Option to record free text as choice against DV_CODED_TEXT - do we need DV_PLAIN_TEXT

thomas.beale · 20 August 2020 17:39

Yes, I was not clear, that is indeed what I meant: a new VXXX rule, with a validator check to implement it (phase 2 in my system). The rule by the way can be made to apply regardless of RM type - it’s something like this:

VURMST: unique RM sub-typing - a node of RM type T may not be instantiated as a subtype T1 if there are also constraints for type T1, and the instance does not conform to one of those constraints.

pieterbos · 21 August 2020 07:15

That could work. It may need some further restrictions because obviously this does not apply to items in a cluster - is this only for single valued attributes? Or only when marked as ‘this cannot be subclassed’ the archetype?
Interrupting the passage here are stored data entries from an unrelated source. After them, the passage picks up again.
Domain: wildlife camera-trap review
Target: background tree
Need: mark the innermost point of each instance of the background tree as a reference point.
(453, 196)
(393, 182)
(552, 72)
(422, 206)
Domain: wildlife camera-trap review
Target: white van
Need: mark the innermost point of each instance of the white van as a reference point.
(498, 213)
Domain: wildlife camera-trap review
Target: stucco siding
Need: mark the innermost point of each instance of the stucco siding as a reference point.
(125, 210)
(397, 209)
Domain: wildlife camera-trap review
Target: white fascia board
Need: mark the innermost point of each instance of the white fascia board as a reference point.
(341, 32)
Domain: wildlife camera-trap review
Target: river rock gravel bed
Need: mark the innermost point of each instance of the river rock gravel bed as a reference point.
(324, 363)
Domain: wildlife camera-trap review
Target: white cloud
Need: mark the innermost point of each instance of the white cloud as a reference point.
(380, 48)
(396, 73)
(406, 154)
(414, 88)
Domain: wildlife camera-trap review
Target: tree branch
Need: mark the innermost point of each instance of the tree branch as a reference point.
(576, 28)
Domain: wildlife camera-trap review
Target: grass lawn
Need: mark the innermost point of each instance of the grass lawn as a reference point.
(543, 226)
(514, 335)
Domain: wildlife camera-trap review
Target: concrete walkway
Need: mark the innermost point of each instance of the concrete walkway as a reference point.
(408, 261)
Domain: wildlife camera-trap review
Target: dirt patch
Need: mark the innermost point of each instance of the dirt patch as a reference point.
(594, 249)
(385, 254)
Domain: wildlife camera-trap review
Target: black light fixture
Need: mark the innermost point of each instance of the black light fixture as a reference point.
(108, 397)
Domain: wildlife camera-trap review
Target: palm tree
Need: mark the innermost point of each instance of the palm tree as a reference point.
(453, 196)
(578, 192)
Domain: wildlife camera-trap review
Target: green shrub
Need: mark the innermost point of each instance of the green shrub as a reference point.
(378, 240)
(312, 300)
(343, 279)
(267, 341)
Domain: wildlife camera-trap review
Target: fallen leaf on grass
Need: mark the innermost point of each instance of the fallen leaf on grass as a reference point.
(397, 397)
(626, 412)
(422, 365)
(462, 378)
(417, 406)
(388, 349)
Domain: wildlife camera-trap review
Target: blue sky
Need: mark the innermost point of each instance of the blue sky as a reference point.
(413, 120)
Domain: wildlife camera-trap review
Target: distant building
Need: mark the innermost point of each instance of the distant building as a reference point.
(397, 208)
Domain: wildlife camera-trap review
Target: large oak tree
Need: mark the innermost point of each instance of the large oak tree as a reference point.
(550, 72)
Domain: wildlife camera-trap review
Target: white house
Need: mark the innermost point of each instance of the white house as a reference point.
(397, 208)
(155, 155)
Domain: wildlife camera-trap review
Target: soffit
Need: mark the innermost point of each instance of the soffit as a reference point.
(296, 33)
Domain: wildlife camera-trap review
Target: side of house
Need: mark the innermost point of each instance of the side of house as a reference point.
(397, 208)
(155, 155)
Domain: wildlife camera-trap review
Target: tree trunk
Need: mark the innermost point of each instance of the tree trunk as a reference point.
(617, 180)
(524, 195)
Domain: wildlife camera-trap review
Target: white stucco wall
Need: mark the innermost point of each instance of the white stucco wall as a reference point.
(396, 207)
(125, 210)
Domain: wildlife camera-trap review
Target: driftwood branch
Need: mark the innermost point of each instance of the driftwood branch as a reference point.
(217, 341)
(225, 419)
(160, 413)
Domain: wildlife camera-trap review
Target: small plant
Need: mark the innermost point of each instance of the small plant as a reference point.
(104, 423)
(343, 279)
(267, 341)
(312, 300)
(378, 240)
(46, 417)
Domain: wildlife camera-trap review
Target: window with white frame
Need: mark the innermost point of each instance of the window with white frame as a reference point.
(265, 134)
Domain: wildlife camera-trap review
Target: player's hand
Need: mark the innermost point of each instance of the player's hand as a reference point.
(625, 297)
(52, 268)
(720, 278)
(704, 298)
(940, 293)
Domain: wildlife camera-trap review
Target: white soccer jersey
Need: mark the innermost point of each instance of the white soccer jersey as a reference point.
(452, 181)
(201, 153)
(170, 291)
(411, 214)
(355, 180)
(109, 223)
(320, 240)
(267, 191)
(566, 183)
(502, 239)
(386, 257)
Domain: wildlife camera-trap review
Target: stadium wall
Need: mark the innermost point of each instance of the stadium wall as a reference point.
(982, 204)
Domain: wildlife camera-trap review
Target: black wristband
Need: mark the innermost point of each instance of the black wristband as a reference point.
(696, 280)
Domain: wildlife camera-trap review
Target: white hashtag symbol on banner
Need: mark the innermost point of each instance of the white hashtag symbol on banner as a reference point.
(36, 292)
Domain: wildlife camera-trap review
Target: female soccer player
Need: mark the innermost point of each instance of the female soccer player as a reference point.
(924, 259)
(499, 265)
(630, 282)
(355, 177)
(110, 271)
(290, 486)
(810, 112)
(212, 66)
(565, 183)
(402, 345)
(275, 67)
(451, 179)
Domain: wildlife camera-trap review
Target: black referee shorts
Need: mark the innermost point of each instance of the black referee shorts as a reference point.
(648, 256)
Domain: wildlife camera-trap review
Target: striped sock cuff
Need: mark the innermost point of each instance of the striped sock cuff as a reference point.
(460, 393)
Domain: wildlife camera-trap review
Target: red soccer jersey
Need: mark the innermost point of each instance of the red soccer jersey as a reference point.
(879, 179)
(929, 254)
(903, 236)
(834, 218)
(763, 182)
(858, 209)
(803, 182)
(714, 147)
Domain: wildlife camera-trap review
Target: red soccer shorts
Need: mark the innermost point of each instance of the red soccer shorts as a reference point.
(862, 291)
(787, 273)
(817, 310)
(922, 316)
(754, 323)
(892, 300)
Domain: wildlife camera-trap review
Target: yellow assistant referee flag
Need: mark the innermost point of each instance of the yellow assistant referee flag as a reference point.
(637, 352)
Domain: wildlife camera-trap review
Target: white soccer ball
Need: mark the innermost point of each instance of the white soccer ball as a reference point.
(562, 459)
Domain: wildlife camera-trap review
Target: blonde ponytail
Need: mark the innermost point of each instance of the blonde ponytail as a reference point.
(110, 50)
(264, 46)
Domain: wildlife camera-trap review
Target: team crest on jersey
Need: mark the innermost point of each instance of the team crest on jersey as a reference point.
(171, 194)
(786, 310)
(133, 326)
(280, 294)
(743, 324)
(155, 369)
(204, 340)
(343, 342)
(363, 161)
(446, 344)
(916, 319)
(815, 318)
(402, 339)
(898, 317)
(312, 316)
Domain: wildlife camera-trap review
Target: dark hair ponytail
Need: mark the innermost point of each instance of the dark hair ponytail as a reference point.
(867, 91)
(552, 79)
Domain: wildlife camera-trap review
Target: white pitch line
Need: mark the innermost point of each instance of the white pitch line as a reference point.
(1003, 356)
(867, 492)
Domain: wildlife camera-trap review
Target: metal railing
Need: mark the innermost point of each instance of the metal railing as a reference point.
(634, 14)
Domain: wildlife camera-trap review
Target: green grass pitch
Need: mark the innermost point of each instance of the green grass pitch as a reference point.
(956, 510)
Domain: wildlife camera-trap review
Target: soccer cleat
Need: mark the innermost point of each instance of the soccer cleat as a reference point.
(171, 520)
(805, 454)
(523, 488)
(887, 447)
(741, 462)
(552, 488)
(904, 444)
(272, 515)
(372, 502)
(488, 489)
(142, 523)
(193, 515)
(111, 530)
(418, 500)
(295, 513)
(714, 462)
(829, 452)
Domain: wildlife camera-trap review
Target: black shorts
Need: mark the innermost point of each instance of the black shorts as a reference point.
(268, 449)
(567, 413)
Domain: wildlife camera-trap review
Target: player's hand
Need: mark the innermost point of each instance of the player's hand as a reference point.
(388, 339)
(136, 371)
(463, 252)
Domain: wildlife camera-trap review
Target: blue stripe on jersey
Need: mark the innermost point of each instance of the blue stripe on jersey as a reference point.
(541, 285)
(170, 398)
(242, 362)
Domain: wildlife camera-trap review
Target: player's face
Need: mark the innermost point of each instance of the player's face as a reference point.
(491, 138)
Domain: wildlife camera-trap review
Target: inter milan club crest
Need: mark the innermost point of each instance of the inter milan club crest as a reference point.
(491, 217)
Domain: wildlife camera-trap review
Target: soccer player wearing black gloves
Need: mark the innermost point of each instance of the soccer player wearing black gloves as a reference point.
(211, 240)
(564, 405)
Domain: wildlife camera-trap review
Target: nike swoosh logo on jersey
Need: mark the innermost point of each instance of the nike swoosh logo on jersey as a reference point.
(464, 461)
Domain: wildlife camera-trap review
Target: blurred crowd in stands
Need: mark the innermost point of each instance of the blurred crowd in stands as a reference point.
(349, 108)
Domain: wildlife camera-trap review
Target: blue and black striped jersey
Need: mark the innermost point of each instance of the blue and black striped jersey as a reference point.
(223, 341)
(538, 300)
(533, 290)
Or specific parts of the RM?

pieterbos · 7 September 2020 13:42

So https://openehr.atlassian.net/browse/SPECAM-68 adds a constraint_status, which corresponds to the fhir value set binding strength.

I wonder if that can be used in a new validation rule, something like: if a DV_CODED_TEXT constraint is present and its constraint_status is required, it is not allowed to create any other DV_CODED_TEXT in a child archetype or in corresponding RM data that does not conform to that DV_CODED_TEXT, unless that new DV_CODED_TEXT is a specialisation of the parent DV_CODED_TEXT.

That would mean you could create different constraint_status of DV_CODED_TEXT/DV_TEXT combinations to solve the different use cases.
Note for currently all DV_CODED_TEXT have required constraint_status by default because it is the only supported binding strength currently, so not sure what that would mean for current archetypes and specializations.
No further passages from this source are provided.